More than 300,000 immigrants in the U.S. right now are at risk of losing their legal status by the end of year if TPS is not extended for El Salvador, Nicaragua, Nepal, and Honduras.

The current legal status of hundreds of thousands of immigrants is at risk after failed negotiations between their lawyers and the Biden administration. Their lawyers and the Biden administration were unable to come to an agreement over the Temporary Protected Status (TPS) that was previously granted to citizens of El Salvador, Nicaragua, Nepal, and Honduras. The Trump administration tried to end TPS for these countries while he was president, but the issue has been tied up in the courts for years now.

For more than a year now, the Biden administration has tried to negotiate a settlement so that countess lives are not affected in a negative way. However, this was to no avail, as the two sides have been unable to reach an agreement.

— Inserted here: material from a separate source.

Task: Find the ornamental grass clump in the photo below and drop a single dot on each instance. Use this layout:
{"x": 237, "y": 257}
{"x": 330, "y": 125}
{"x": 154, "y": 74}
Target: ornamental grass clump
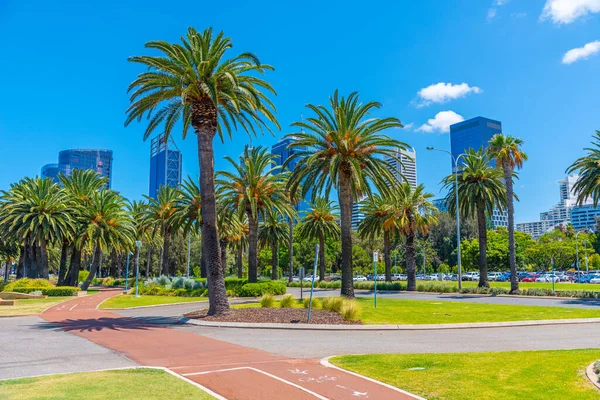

As a result of the collapse of settlement negotiations, approximately 337,000 immigrants are at risk of losing their legal status in the United States. Without legal status, these people groups will be placed in disenfranchised conditions, and they might also end facing deportation to their native country (El Salvador, Nicaragua, Nepal, or Honduras). This does not account for the families, spouses, and children that are reliant upon the economic upward mobility of these individuals. Those affected may lose status as early as December 31, 2022.

Immigration lawyers have expressed that the administration’s failure to reach a compromise in favor of those under TPS will force Biden to defend Trump’s unfair and arbitrary policies. Biden, however, vowed in the year 2020 to prevent the deportation of TPS beneficiaries to countries that he believed would place their safety in jeopardy.

Although this appears to be an unfavorable verdict for immigrants who have been able to live and work in the U.S. under this policy, there is still the possibility that the program and their status can be extended for another nine months.